## anonymous 5 years ago lim (1+1/x)^x x-> The answer is e but I do not know how to get there

1. amistre64

well, that is the definition for 'e' :)

2. anonymous

I do not understand what you mean

3. anonymous

sorry I did not mean to repeat

4. amistre64

i mean that 'e' is defined as the limit as x -> inf; (1+1/x)^x

5. amistre64

try using the definition of a derivative..

6. amistre64

f(x+h) - f(x) lim h->inf; ----------- h

7. anonymous

ok, I will try it

8. anonymous

one definition is it is the solution to $\int^x_1 \frac{1}{t}\,dt = 1$

9. anonymous

@amistre64: Its not right, the definition is $h \rightarrow 0$ As to make the secant a tangent!

10. amistre64

lol...same diff :)

11. anonymous

Ok, thanks amistre64, but I am not grasping the point

12. anonymous

What do you mean ami

13. amistre64

i mean.... i might be wrong ;)

14. amistre64

what math is this for hix?

15. anonymous

calculus I

16. anonymous

another definition of e is $e= \lim_{x\to\infty} (1+\frac{1}{x})^x$ in which case the answer is immediate.

17. amistre64

well, calc1 at this semester should be talking about limits right?

18. anonymous

i have a final tomorrow

19. anonymous

or you can take the log, compute the limit, get 1, and then 'exponentiate' to get e

20. amistre64

hmm.... my finals were 2 weeks ago; just starting the summer semester here

21. anonymous

I have to go to class, but please post anything that can help, and I will check it later.
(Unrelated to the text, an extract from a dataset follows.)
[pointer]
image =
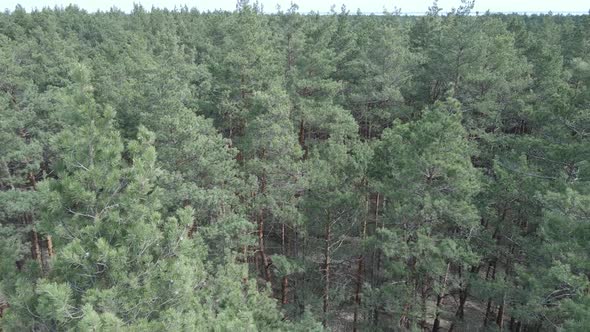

Thank you all very much. see ya

22. anonymous

$lim_{x\to\infty} (1+\frac{1}{x})^x$ $ln(1+\frac{1}{x})^x = x ln(1+\frac{1}{x})$ which is of the form $\infty \times 0$ rewrite as $\frac{ln(1+\frac{1}{x})}{\frac{1}{x}}$

23. anonymous

Then use l'hopital. But this is a lot of unnecessary work since you have the definition of e to begin with.

24. anonymous

Let $y = \lim_{x\to\infty}(1+1/x)^x$ we have to put it in indeterminate form in order to employ l'hopital's rule so we take natural log of both sides $y = \lim_{x\to\infty}(1+1/x)^x \rightarrow \ln{y} = \lim_{x\to\infty}\ln((1+1/x)^x)$ Using log rule of exponents we have $\lim_{x\to\infty}x*\ln((1+1/x))\rightarrow \infty-0$ Rewriting the whole expression $\lim_{x\to\infty}\ln((1+1/x))/(1/x)\rightarrow 0/0$ which is indeterminate, using L'Hopital's rule we have $\lim_{x\to\infty}(-x/(x^2(x+1))/(-1/x^2)\rightarrow \lim_{x\to\infty} x/(x+1) \rightarrow \infty/\infty$ which permits us to use L'Hopital's rule again so we have $\ln{y} = \lim_{x\to\infty}(1/1) = 1$ Raising both sides to e yields $y = e^1=e$ Done.